Wahlen in Kuwait: Weibliche Abgeordnete wollen für frischen Wind sorgen

Von Karin Leukefeld *

Erstmals haben Frauen im Golfstaat Kuwait den Sprung ins Parlament geschafft. 16 Frauen hatten sich am Samstag zur Wahl gestellt, insgesamt waren 210 Kandidaten für die 50 Parlamentssitze angetreten. In drei von fünf Wahlbezirken wurden insgesamt fünf Frauen gewählt und ziehen ins Parlament ein. Alle fünf Frauen sind in den USA ausgebildete Akademikerinnen, Anwältinnen und Geschäftsfrauen, die in dem als liberal geltenden Golfstaat bereits eine aktive gesellschaftliche Rolle gespielt haben. Die Politikprofessorin Maasuma Al-Mubarak war 2005 erste Ministerin geworden, die Wirtschaftswissenschaftlerin Rula Dashti ist Vorsitzende einer kuwaitischen Wirtschaftsgesellschaft und engagiert sich seit Jahren für die Frauenrechte. Nun wollen beide zusammen mit den drei anderen Frauen im Parlament von Kuwait für frischen Wind sorgen. Das Land brauche einen »Wechsel«, erklärte Rula Dashti gegenüber Journalisten vor der Wahl, die Frauen seien »eine Hoffnung« für das Land. Erst 2005 hatten die kuwaitischen Frauen nach 40 Jahren das Wahlrecht erstritten. Bei zwei vorherigen Wahlen waren sie erfolglos geblieben, obwohl 54 Prozent der 385 000 Wahlberechtigten Frauen sind.

Im März hatte der Emir von Kuwait, Scheich Sabah Al-Ahmed Al-Sabah das Parlament aufgelöst und Neuwahlen ausgeschrieben, nachdem es zwischen Regierung und Abgeordneten zu unüberbrückbare Differenzen über ein Konjunkturpaket für die angeschlagene kuwaitische Wirtschaft gekommen war.
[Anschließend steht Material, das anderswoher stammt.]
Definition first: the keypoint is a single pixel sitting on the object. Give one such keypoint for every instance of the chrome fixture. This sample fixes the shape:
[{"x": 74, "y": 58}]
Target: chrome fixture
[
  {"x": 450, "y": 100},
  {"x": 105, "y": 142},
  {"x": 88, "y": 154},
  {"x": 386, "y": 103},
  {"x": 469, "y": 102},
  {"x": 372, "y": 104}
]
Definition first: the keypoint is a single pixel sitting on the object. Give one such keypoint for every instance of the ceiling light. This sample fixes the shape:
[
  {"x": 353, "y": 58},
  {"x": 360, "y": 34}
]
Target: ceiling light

Kuwait gehört mit geschätzten zehn Prozent der weltweiten Ölreserven zu einem der reichsten Länder der Erde, hat aber durch die Wirtschaftskrise und den drastisch gefallenen Ölpreis mit einem geschrumpften Etat zu kämpfen. Das politische System in Kuwait gilt als fortschrittlich in der arabischen Welt. Der Emir ist zwar Alleinherrscher und ernennt die Regierung, deren Gesetzgebung aber muß vom Parlament bewilligt werden. Minister werden vom Parlament kontrolliert und regelmäßig zu Befragungen vorgeladen. Die Abgeordneten können Ministern das Mißtrauen aussprechen und sie entlassen, was den Emir wiederum zwingt, entweder eine neue Regierung einzusetzen oder Neuwahlen anzuordnen. Politische Parteien sind in Kuwait verboten, die meisten Abgeordneten repräsentieren entweder sunnitische oder schiitische religiöse Gruppen (Listen) oder Stammesinteressen.

Die Chancen der Kandidatinnen waren in den vergangenen Monaten erheblich gestiegen, erklärte die Leiterin des Instituts für Frauenentwicklung in Kuwait City, Kawthar Al-Juaan, gegenüber Middle East Online. Einerseits hätten sie bei den vergangenen Wahlen Erfahrungen gesammelt, andererseits seien die Wähler in Kuwait die ewigen Querelen innerhalb der von Männern kontrollierten politischen Gruppen müde geworden. Die Krise habe offenbar auch viele Frauen, die immerhin 44 Prozent der arbeitenden Bevölkerung ausmachen, davon überzeugt, dieses Mal zur Wahl zu gehen und für Frauen zu stimmen.

Die einstige osmanische Provinz Kuwait (Basra) wird seit 1759 vom Stamm der Al-Sabahs regiert. Ende des 19. Jahrhunderts wurde Kuwait britisches Protektorat. 1937 entdeckte die anglo-amerikanische Ölgesellschaft von Kuwait reiche Ölvorkommen, die sei Anfang der 1950er Jahre ausgebeutet werden. 1961 wurde Kuwait unabhängig, 1963 fanden die ersten Wahlen statt.